The Agent Framework PR #28 rebalance had to be validated before merging. The tempting approach was to run the 64 most recent signals back through Grok, Perplexity, Metaculus, and Manifold with the new weights applied. That would have taken two hours and burned API quota.

The actual approach took five minutes.

The Insight

Agent Framework persisted every component value alongside every signal. The database already contained, for each signal, the exact grok_score, perplexity_score, news_score, and calibration_score that went into the original composite. The composite was a deterministic weighted sum. Which means a rebalance is pure arithmetic:

SELECT
  signal_id,
  (grok_score * 35.0 / 30.0) AS new_grok,
  (perplexity_score * 50.0 / 30.0) AS new_perplexity,
  news_score AS new_news,
  (calibration_score * 20.0 / 25.0) AS new_calibration,
  (grok_score * 35.0 / 30.0)
    + (perplexity_score * 50.0 / 30.0)
    + news_score
    + (calibration_score * 20.0 / 25.0) AS new_composite
FROM agent_signals
WHERE created_at > NOW() - INTERVAL '14 days'
ORDER BY new_composite DESC;

One query. Every signal in the last two weeks. Old composite and new composite side by side. Filter by new_composite > 70 to count how many cleared the threshold. Zero API calls. Zero pipeline reruns.

Inline Diagram — The Two Paths

The Prerequisite

Arithmetic backtesting only works if the scoring system has been designed for it. Two conditions must hold:

Determinism. Given the same component values, the composite must always produce the same result. No randomness, no time-dependent modifiers, no hidden state.
Persistence. Every component's individual contribution is stored alongside the final composite, not just the composite alone.

Both conditions are cheap to meet. Determinism is usually free — you would have to go out of your way to make scoring nondeterministic.
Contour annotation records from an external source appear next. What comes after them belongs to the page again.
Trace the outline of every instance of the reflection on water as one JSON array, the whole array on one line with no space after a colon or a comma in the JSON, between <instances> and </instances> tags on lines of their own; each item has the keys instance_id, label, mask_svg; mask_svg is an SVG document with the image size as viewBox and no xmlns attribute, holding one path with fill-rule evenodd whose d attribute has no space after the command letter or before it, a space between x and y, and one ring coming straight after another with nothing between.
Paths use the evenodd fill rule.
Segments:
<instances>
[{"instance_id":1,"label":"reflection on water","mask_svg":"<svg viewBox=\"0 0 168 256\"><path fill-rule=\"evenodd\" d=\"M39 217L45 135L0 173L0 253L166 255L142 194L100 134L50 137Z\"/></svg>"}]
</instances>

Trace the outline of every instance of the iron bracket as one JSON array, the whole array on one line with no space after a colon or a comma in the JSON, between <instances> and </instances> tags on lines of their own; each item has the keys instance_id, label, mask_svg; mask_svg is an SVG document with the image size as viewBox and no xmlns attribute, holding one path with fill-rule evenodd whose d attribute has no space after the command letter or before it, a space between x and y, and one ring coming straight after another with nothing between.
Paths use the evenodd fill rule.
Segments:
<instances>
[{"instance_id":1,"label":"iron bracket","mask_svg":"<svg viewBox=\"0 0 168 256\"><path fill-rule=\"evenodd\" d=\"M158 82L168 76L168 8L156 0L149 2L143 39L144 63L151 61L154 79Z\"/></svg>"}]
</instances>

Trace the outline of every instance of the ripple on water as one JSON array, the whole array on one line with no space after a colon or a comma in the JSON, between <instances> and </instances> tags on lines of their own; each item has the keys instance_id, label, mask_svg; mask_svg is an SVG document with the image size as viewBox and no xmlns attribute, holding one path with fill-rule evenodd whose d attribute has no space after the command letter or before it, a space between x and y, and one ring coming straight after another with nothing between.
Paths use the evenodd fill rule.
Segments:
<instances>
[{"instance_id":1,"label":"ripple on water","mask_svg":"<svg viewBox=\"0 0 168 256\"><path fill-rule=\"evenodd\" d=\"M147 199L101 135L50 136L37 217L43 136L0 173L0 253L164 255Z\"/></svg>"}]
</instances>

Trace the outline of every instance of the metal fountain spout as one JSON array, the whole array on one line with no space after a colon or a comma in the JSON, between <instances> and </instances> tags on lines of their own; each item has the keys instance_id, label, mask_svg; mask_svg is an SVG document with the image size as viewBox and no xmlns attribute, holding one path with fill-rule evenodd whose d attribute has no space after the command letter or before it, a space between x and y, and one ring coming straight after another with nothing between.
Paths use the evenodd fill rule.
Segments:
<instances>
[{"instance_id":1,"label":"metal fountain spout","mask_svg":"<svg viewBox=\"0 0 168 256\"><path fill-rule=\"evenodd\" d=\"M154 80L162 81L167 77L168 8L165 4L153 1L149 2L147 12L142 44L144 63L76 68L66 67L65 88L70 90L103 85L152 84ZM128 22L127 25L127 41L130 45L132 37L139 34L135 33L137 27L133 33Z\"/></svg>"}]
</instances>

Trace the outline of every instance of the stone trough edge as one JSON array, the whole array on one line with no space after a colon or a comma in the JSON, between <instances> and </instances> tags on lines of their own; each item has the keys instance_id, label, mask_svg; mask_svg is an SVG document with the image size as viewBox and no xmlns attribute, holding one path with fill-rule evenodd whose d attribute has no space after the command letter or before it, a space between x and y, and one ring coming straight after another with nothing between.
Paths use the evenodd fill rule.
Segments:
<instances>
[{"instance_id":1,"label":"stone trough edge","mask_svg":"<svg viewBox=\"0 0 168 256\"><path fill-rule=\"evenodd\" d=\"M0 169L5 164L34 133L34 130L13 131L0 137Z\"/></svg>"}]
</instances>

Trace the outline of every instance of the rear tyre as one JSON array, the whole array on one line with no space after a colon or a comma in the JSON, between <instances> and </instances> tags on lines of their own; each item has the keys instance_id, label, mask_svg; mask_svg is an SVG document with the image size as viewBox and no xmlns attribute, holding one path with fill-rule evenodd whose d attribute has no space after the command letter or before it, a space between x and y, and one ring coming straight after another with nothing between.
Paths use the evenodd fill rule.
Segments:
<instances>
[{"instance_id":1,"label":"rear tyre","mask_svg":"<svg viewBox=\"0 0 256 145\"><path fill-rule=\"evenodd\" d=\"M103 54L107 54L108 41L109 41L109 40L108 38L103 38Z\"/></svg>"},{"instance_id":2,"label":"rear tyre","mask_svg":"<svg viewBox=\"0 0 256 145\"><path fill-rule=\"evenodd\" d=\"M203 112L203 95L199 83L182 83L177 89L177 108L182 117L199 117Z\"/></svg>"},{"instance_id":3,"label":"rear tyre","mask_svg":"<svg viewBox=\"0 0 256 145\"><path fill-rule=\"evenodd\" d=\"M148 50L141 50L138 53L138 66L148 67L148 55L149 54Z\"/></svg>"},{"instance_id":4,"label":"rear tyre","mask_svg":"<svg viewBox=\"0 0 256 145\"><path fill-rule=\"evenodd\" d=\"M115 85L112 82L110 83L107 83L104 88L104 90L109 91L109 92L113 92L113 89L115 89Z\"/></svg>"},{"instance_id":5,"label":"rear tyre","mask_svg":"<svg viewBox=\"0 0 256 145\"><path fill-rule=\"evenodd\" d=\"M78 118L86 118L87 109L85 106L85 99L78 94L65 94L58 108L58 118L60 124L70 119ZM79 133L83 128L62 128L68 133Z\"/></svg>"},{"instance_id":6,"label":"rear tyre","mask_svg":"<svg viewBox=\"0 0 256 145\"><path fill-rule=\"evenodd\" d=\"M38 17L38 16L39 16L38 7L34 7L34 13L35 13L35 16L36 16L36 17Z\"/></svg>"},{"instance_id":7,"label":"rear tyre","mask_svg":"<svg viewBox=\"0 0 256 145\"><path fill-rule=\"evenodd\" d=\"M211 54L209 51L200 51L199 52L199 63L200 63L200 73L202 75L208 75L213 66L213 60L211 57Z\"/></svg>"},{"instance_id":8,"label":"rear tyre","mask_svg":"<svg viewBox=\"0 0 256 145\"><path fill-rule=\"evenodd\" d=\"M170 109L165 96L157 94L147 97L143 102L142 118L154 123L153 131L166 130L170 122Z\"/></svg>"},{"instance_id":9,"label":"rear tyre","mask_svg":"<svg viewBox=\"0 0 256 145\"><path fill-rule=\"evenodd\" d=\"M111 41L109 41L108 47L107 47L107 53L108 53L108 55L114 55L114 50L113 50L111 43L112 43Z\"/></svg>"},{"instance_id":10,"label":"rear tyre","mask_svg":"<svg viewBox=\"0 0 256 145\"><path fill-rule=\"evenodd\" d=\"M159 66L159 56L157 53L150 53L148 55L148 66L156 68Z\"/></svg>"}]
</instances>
Persistence is one extra column per component in your signals table, or a single JSON blob if the components are variable. The storage cost is trivial compared to the optionality it unlocks.

Where This Pattern Applies

This is not just a signal-engine trick. It works for any scoring, ranking, or classification system where the final score is a deterministic function of component inputs. The perp bot's 9-factor signal stack, Foresight's conviction tiers, the sports bot's calibration Brier scores — all of them can be arithmetically backtested from stored components. The InDecision engine's conviction inversion was caught by a similar arithmetic path: correlate stored labels with actual PnL, no rerun required. (Foresight and InDecision are examples from the production fleet this track is built on — map the pattern to your own scoring systems.)

The Rule

If the system is deterministic and the components are persisted, backtests are SQL queries. Never burn API quota to validate a change that can be computed from data you already have. And if your current scoring system does not persist components, fix that before you ship the next rebalance. You are paying the storage cost once to unlock every future backtest for free.